Surfen was voor het gezin een onbekende sport . ‘Alleen Norman had vroeger weleens op een plank gestaan, wij niet. Merel en Kai zijn enorme waterratten, ze zijn niet bang in het water. Toen ik over surfen begon, hadden ze meteen iets van: te gek! Na de eerste keer wilden ze niet meer stoppen. Doodmoe waren ze, maar ze vroegen meteen: wanneer gaan we weer?’ Als ouder is het volgens Cindy wennen, zo’n eerste keer dat de kinderen het water ingaan. ‘Je bent gewend ze van a tot z te helpen en nu geef je ze in handen van een ander. Ik hoef bij de introductie niet dichtbij te gaan staan, daar zijn de vrijwilligers voor. Na een aantal surflessen is het gemakkelijker om afstand te nemen. Mijn kinderen moeten het doen, ze worden goed begeleid en ik mag een keer achterover leunen. Ik hoef even niks. Genieten vind ik dat.’

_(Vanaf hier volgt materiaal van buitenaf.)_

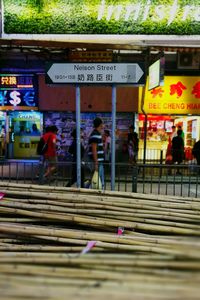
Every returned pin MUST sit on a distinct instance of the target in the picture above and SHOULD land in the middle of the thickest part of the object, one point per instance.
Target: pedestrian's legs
(42, 166)
(101, 174)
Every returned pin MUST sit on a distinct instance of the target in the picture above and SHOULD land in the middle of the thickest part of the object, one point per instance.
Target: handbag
(96, 181)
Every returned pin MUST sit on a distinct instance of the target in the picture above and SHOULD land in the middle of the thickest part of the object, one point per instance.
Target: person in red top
(50, 155)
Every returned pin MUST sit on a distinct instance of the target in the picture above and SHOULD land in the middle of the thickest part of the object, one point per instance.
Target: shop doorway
(25, 129)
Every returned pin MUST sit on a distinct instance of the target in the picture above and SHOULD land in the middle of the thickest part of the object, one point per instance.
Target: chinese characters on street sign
(17, 91)
(95, 73)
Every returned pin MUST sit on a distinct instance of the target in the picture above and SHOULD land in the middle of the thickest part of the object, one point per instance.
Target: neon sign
(18, 92)
(148, 11)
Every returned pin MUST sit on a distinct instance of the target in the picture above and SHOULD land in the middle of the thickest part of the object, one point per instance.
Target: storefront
(176, 103)
(65, 121)
(20, 124)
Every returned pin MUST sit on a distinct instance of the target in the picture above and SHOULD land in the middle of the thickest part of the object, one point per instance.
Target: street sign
(95, 73)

Cindy gebruikt de surflessen bij het Surf Project vaak als referentiekader. ‘Vooral in situaties die nieuw zijn voor de kinderen. Kai is heel perfectionistisch, heeft dyslexie en ADHD. Norman en ik moeten vaak tegen hem zeggen: je hoeft niet alles perfect te doen, je bent goed zoals je bent. Alles wat je voor de eerste keer doet, kun je de derde of vierde keer misschien wel beter. Als iets op school tegenzit, dan zeggen we: het is net als surfen, ook dat kun je niet in een keer goed doen. In het begin kon Kai nauwelijks op een surfplank staan, vanmiddag stond hij op twee boards. Die vooruitgang, dat heeft hem enorm veel zelfvertrouwen gegeven.’

“Voor de een is het succes zittend op een plank een stukje vooruit komen. Voor de ander is dat even gaan staan.”

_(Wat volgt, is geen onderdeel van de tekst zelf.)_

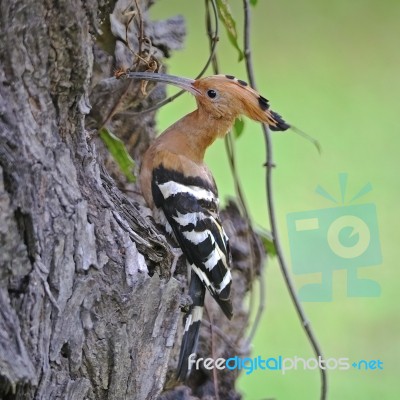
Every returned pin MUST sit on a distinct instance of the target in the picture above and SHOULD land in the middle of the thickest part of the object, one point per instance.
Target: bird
(180, 189)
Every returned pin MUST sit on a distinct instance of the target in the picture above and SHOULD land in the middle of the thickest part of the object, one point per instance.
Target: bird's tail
(193, 318)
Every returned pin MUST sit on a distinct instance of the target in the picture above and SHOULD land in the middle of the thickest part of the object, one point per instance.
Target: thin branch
(230, 151)
(199, 75)
(271, 211)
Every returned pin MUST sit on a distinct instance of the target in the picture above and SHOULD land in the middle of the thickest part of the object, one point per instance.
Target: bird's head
(222, 96)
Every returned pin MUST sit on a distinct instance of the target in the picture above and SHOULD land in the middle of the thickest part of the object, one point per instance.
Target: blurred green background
(331, 69)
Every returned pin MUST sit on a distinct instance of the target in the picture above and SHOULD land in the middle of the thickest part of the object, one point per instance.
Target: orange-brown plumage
(180, 189)
(183, 145)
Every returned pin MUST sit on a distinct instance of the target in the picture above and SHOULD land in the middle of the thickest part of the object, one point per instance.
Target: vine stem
(271, 212)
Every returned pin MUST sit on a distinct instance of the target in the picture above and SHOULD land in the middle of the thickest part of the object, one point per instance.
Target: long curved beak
(183, 83)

Fotografie Olivier de Coster

Toen Merel de overstap maakte van de basisschool naar het voortgezet onderwijs, werd er tegen Cindy en Norman gezegd: dit is een nieuwe stap, met nieuwe prikkels. ‘Voor een kind met autisme kan dat moeilijk zijn. In die periode startte Merel ook met de lessen bij het Surf Project. Wij dachten: gaat dat lukken, is het niet te veel? Maar ze had er zo veel plezier in. En ze zette door, telkens ging ze weer die plank op. Ze ging met opgeheven hoofd naar school. Het ging haar heel goed af en dat vond ik prachtig om te zien. Ik denk dat het Surf Project daar zeker aan bijgedragen heeft. Merel is daarna ook vanuit het niets een theaterklas gaan doen. Nu staat ze gewoon op het podium met een hoofdrol.’

 

 

Bij het Surf Project wordt elk succes gevierd. Dat draagt volgens Cindy bij aan het zelfvertrouwen van de deelnemers. ‘Voor de een is dat zittend op de plank een stukje vooruit komen, voor de ander betekent dat even gaan staan. Ik zie mijn kinderen groeien van de aandacht die ze krijgen. Het is toch geweldig dat iemand twee uur lang alleen maar aandacht heeft voor jou? Daar krijgen ze energie van, dan pakken ze het surfen ook veel sneller op.’

 

Volgend jaar doen Cindy en haar gezin graag weer mee. ‘Er is veel animo, dus we vinden het niet vanzelfsprekend dat we mee mogen doen. Mijn kinderen hebben al zo veel baat gehad bij het Surf Project. Als je hoort dat je kind een bepaalde diagnose krijgt, dan is dat een soort rouw. Kan mijn kind straks wel zelfstandig wonen, kan het wel het leven leiden dat het zou willen? Merel bijvoorbeeld was vier toen ze gediagnosticeerd werd met autisme. Zo vroeg al dacht ik: kan ze later een gezin stichten? Maar nu ze deelnemen aan het Surf Project denk ik: ze moeten gewoon doorzetten. Als ze iets willen, dan komen ze er wel. Wellicht doen ze er iets langer over, maar dat maakt niet uit. Die ervaring neem je als ouder mee. Fijn, het komt wel goed.’